К сожалению, сейчас я не могу припомнить, как мы готовились к экспедиции на плоскогорье и как мы выбрались из ущелья. Но я твердо знаю, что со мной был Чит и жалкий, забитый мальчишка, которого мы взяли с собой в качестве носильщика.
Вероятно, читателю попадались описания исполинских ленивцев. Они в огромном количестве обитали на земле еще до появления мамонта и мастодонта, саблезубого тигра и тому подобных чудовищ; науке известны его европейские и американские виды.
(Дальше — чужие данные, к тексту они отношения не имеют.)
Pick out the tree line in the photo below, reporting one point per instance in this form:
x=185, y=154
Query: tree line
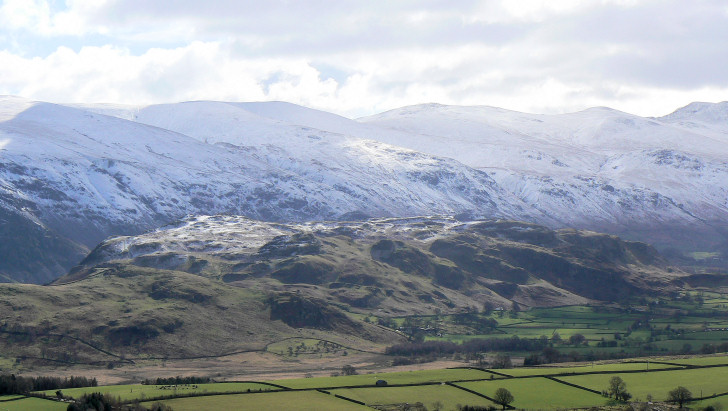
x=471, y=346
x=12, y=384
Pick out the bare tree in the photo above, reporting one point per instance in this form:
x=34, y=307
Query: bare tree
x=680, y=395
x=503, y=397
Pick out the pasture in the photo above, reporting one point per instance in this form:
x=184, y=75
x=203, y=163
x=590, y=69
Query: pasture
x=303, y=401
x=700, y=381
x=538, y=393
x=394, y=378
x=429, y=395
x=142, y=392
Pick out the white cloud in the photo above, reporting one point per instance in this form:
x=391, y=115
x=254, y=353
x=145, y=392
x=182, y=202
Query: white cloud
x=38, y=16
x=355, y=58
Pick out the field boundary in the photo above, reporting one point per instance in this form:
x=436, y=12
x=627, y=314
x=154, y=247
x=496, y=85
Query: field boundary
x=573, y=385
x=510, y=407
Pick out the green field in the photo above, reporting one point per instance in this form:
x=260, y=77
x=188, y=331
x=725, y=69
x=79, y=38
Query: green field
x=449, y=396
x=32, y=404
x=712, y=360
x=707, y=381
x=539, y=393
x=303, y=401
x=616, y=367
x=406, y=377
x=141, y=392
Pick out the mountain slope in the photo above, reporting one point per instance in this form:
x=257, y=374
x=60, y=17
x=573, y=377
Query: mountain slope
x=664, y=180
x=82, y=176
x=399, y=266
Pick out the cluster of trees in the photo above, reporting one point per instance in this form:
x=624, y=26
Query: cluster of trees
x=105, y=402
x=177, y=381
x=617, y=389
x=12, y=384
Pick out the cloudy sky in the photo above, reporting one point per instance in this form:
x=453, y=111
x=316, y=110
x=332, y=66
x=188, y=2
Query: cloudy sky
x=361, y=57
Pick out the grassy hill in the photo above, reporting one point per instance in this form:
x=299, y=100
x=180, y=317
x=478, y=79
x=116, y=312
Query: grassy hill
x=188, y=291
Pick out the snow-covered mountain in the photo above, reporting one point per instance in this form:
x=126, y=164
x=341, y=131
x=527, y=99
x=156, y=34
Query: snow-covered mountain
x=72, y=175
x=75, y=176
x=660, y=180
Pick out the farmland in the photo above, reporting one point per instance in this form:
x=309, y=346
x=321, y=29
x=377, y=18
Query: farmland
x=565, y=386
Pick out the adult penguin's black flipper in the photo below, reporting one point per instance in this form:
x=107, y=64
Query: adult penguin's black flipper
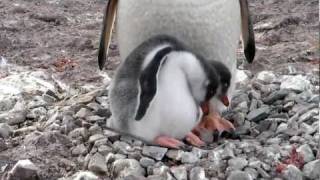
x=106, y=33
x=248, y=40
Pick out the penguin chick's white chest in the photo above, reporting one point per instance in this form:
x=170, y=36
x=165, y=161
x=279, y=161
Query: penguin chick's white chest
x=173, y=111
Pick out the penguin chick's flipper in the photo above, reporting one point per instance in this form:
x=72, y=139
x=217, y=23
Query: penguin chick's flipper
x=106, y=33
x=248, y=40
x=148, y=82
x=169, y=142
x=213, y=122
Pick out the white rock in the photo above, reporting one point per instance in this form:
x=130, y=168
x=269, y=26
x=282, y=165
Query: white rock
x=292, y=172
x=241, y=76
x=24, y=169
x=125, y=167
x=266, y=77
x=180, y=172
x=312, y=169
x=98, y=164
x=197, y=173
x=297, y=83
x=5, y=130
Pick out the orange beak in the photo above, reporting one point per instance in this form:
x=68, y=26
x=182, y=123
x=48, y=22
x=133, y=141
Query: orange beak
x=225, y=100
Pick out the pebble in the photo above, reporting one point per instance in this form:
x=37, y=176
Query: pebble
x=239, y=175
x=154, y=152
x=84, y=175
x=296, y=83
x=13, y=117
x=308, y=115
x=197, y=173
x=180, y=172
x=275, y=96
x=3, y=146
x=292, y=172
x=98, y=164
x=24, y=169
x=79, y=150
x=83, y=113
x=126, y=167
x=122, y=147
x=189, y=157
x=237, y=163
x=311, y=169
x=259, y=114
x=5, y=130
x=96, y=137
x=146, y=162
x=79, y=132
x=266, y=77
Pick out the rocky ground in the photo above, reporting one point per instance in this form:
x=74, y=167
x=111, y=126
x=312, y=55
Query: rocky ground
x=54, y=104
Но еще задолго до появления человека на земле все эти разновидности вымерли повсюду, исключая Южной Америки, этого последнего прибежища древесных ленивцев. Один вид гигантского ленивца, ростом примерно со слона, еще недавно встречался в бесплодных пустынях южной Патагонии и Огненной Земли, и если можно верить моим наблюдениям, этот вид встречается и в настоящее время на острове Рэмполь. В каждом большом геологическом музее вы можете видеть его скелет, которому придана более или менее выразительная поза. Такие скелеты, строго говоря, нельзя назвать ископаемыми; они не представляют собою окаменелости в противоположность скелетам значительно более древних динозавров; это обыкновенные кости, такие же, как кости лошади или коровы. В самом деле, останки мегатериев так мало затронуты тлением, что на них еще уцелели клочки кожи с шерстью и приставшие к костям обрывки хрящевой ткани. Кроме того, были обнаружены кости, явно обтесанные человеком. Однако, несмотря на то что в эти пустыни были посланы специальные экспедиции, не удалось обнаружить ни одного такого животного.